Сазонов еще раз высказал точку зрения свою и Янушкевича с Сухомлиновым, что отсрочка мобилизации даст преимущество Германии благодаря совершенству ее военной организации. «Государь ответил, что утром того же дня (30 июля) он получил от императора Вильгельма телеграмму, в которой говорилось, что если Россия будет продолжать свою мобилизацию против Австро-Венгрии, роль посредника, взятая на себя кайзером по просьбе Государя, станет невозможной. Вся тяжесть решения лежала поэтому на плечах Государя, которому, таким образом, одному приходилось нести ответственность за мир и за войну». Сазонов настаивал на том, что России войны не избежать, потому что она «давно решена в Вене и что в Берлине, откуда можно было бы ожидать слова вразумления, его произнести не хотят, требуя от нас капитуляции перед центральными державами, которой Россия никогда не простила бы Государю и которая покрыла бы срамом доброе имя русского народа… Государь молчал. Затем он сказал мне голосом, в котором звучало глубокое волнение: "Это значит обречь на смерть сотни тысяч русских людей. Как не остановиться перед таким решением?" Я ответил ему, что на него не ляжет ответственность за драгоценные жизни, которые унесет война. Он этой войны не хотел, ни он сам, ни его правительство. Мне было больше нечего прибавить к тому, что сказал Государю, и я сидел против него, внимательно следя за выражением его бледного лица, на котором я мог читать ужасную внутреннюю борьбу, которая происходила в нем в эти минуты и которую я сам переживал едва ли не с той же силой. Рядом со мной сидел генерал Татищев, не проронивший ни слова, но бывший в том же состоянии невыносимого нравственного напряжения. Наконец Государь, как бы с трудом выговаривая слова, сказал мне: "Бы правы. Нам ничего другого не остается делать, как ожидать нападения. Передайте начальнику Генерального штаба мое приказание о мобилизации". Я встал и пошел вниз, где находился телефон, чтобы сообщить генералу Янушкевичу повеление Государя. В ответ я услышал голос Янушкевича, сказавший мне, что у него сломался телефон. Смысл этой фразы был мне понятен. Генерал опасался получить по телефону отмену приказания об объявлении мобилизации».[352]
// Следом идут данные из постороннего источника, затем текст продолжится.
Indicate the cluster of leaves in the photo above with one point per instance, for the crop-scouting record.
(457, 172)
Последнее сообщение красноречиво. В ответ по телефону на телефонный же звонок из резиденции Государя, начальник Генштаба сказал, что у него «сломался телефон». От царя уже ничего не зависело, какой бы приказ он ни дал, Генштаб уже решился на войну. Государь все же отозвал свой приказ, заменив его частичной мобилизацией на австрийской границе, но «русское правительство "из-за технических сложностей" на следующей день отменило свою предыдущую отмену общей мобилизации и утвердило приказ о ней».[353]
С германской стороны, кайзер тоже не решался дать приказ о мобилизации. Военные буквально вложили ему перо в руку в 5 часов вечера 31 июля для подписи приказа о мобилизации, которая должна была начаться на следующий день.[354]
В 5 часов вечера 1 августа германский посол в Петербурге (1907–1914) граф фон Пурталес посетил Сазонова в его министерстве и с озабоченным видом и «признаками возрастающего волнения» спросил три раза, согласится ли Россия отменить всеобщую мобилизацию, подчеркнув тяжкие последствия, к которым может привести отказ России это сделать. Сазонов, который догадывался, что посол привез объявление войны, три раза твердо ответил, т. е. сознательно принял ответственность за войну, что «объявленная общая мобилизация не может быть отменена». «Посол, глубокорасстроенный, задыхаясь, с трудом выговорил, что в таком случае немецкое правительство поручило ему вручить министру следующий документ. С этими словами Ф. Пурталес дрожащими руками передал С.